Friday, February 20, 2009

Friday Radio: The Stars Are the Styx (X Minus One)


Based on the story by Theodore Sturgeon, published in Galaxy Science Fiction, October 1950.

Originally broadcast on NBC, July 24, 1956.

(A novella by Theodore Sturgeon, "The Golden Helix," appears in Thrilling Wonder Stories, Volume 2.)

UPDATE: It looks like this is one of those files that won't work in the player for some reason. So click here to download the mp3 file, and listen to it however you can.

Did Theodore Sturgeon have a thing for albinos? I ask because there's a beautiful albino woman in this episode*, and there's also one in the above-mentioned "The Golden Helix." I can't find anything about it via Google.

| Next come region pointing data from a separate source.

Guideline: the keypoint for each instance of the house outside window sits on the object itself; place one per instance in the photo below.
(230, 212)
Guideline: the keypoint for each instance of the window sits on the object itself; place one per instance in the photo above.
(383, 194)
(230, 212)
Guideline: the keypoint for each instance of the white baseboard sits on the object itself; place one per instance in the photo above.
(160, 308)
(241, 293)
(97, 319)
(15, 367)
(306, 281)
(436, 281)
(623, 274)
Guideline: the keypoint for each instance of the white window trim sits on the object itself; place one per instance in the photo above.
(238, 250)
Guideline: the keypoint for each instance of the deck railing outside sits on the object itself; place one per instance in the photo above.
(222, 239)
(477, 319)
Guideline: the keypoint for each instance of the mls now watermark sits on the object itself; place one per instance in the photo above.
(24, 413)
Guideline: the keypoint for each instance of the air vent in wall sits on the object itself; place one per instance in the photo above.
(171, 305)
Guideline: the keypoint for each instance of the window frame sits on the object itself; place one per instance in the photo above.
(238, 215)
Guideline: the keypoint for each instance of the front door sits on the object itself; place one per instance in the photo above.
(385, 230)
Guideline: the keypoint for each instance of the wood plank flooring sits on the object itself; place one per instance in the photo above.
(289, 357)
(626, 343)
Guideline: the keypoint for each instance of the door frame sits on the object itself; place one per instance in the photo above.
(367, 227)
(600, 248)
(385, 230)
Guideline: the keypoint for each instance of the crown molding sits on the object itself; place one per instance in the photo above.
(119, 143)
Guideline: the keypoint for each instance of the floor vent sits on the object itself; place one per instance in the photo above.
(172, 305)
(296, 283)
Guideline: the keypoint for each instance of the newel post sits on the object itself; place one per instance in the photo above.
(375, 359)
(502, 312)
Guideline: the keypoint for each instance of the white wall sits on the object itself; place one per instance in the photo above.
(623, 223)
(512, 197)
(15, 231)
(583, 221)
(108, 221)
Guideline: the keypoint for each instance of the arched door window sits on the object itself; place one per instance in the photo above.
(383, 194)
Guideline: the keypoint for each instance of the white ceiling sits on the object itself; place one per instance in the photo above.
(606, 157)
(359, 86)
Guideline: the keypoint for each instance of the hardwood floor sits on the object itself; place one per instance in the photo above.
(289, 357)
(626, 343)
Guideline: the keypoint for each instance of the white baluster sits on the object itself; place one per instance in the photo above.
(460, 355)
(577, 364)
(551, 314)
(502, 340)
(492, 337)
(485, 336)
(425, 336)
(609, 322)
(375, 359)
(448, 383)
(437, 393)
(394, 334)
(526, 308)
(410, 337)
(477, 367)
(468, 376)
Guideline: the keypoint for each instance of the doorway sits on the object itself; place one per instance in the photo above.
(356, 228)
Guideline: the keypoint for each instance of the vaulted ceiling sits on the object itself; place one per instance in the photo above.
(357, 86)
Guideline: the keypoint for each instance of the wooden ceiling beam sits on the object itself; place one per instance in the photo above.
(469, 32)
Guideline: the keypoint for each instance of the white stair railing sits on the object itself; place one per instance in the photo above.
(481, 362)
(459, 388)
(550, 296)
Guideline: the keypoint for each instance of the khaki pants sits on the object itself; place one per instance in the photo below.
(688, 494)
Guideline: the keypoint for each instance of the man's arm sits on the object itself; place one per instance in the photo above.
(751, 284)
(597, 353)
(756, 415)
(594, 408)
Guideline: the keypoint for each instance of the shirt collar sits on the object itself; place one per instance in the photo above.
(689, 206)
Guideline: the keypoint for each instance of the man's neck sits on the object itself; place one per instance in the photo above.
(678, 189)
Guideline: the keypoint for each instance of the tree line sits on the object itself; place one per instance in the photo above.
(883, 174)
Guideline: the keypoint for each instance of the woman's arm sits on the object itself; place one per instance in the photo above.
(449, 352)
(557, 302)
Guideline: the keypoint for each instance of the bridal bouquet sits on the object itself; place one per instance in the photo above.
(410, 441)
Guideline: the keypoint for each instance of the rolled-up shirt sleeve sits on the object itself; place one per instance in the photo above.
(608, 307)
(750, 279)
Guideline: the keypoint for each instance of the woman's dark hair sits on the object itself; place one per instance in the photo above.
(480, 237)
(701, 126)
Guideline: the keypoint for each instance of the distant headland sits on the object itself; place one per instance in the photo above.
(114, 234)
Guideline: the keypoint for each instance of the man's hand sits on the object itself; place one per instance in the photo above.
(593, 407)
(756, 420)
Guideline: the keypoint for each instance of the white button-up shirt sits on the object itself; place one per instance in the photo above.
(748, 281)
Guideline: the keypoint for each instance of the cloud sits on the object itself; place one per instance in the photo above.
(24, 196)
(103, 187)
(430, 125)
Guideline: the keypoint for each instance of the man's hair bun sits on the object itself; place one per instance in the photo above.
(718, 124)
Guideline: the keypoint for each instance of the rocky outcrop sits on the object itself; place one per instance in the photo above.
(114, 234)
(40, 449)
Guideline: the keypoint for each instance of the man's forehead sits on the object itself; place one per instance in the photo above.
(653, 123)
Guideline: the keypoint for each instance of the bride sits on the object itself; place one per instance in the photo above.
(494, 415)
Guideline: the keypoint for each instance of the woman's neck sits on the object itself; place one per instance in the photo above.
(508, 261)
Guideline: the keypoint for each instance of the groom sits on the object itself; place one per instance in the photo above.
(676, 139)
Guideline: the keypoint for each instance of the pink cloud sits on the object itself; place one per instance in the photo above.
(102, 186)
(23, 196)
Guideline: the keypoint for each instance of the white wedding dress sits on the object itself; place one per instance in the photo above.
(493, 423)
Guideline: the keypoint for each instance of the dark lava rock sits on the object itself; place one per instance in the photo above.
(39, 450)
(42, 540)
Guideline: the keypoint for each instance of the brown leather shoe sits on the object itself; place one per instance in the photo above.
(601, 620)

The narration in this episode seems extraordinarily clumsy to me, with Charon narrating action at one point literally while he's in the midst of performing it, gasping with the effort. It kind of kills suspension of disbelief when you picture him continually giving a past-tense account of his present activity to no one. (After all, we're not there, are we?)

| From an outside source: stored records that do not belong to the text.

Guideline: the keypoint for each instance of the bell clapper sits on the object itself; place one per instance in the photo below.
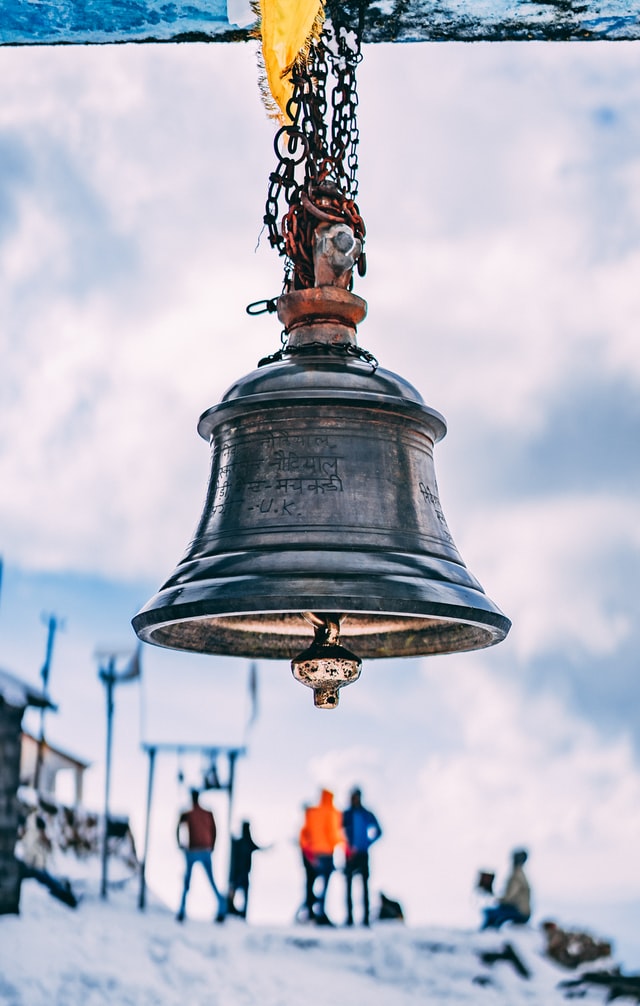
(326, 666)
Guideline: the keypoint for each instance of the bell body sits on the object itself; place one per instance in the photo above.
(322, 498)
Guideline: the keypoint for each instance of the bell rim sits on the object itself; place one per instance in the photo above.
(474, 628)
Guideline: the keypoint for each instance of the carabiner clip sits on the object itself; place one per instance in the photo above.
(268, 306)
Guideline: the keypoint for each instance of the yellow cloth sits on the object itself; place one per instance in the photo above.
(287, 29)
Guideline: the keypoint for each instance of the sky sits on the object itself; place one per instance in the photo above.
(499, 185)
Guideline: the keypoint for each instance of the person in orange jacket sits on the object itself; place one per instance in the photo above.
(320, 835)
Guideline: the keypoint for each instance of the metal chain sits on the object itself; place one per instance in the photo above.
(317, 160)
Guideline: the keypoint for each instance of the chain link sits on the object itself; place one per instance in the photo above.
(316, 175)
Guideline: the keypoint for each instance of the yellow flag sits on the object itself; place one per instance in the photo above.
(287, 28)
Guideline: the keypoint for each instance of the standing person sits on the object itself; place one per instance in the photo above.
(320, 835)
(515, 903)
(361, 829)
(200, 827)
(243, 848)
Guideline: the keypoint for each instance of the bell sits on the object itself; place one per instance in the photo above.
(322, 499)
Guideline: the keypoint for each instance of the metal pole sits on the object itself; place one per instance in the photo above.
(44, 674)
(109, 678)
(142, 899)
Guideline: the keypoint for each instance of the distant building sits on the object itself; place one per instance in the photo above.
(53, 764)
(15, 696)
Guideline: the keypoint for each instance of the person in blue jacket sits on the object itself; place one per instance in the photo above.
(361, 829)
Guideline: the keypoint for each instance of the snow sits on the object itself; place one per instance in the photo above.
(109, 952)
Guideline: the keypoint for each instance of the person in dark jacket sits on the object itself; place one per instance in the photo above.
(361, 829)
(515, 903)
(200, 828)
(243, 848)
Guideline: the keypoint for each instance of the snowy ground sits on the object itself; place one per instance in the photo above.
(111, 953)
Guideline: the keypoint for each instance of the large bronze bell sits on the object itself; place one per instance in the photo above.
(322, 523)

And incidentally, "Charon" is the name, like the (then-undiscovered) moon of Pluto. The scene in which Flower apparently recognizes the mythical source points up the differences between text and audio. In text, we're less likely to ask ourselves why no one who hears the name Charon asks, "Karen? What, were your parents expecting a girl?"

Note that at the end, the announcer misattributes the story to H.L. Gold. They'd just done his "The Old Die Rich" the previous week, so maybe the staff accidentally handed the announcer the wrong copy to read.

One last thing: This copy of the episode is so clear that you can tell how worn-down the stock-music records were. The music sounds distinctly crackly and lacking in range.

*- I have to admit, I haven't read the story, and I don't have any magazine or book it appeared in, but I assume she's in the story, too. If not, perhaps it was adapter Ernest Kinoy who had a thing for albinos.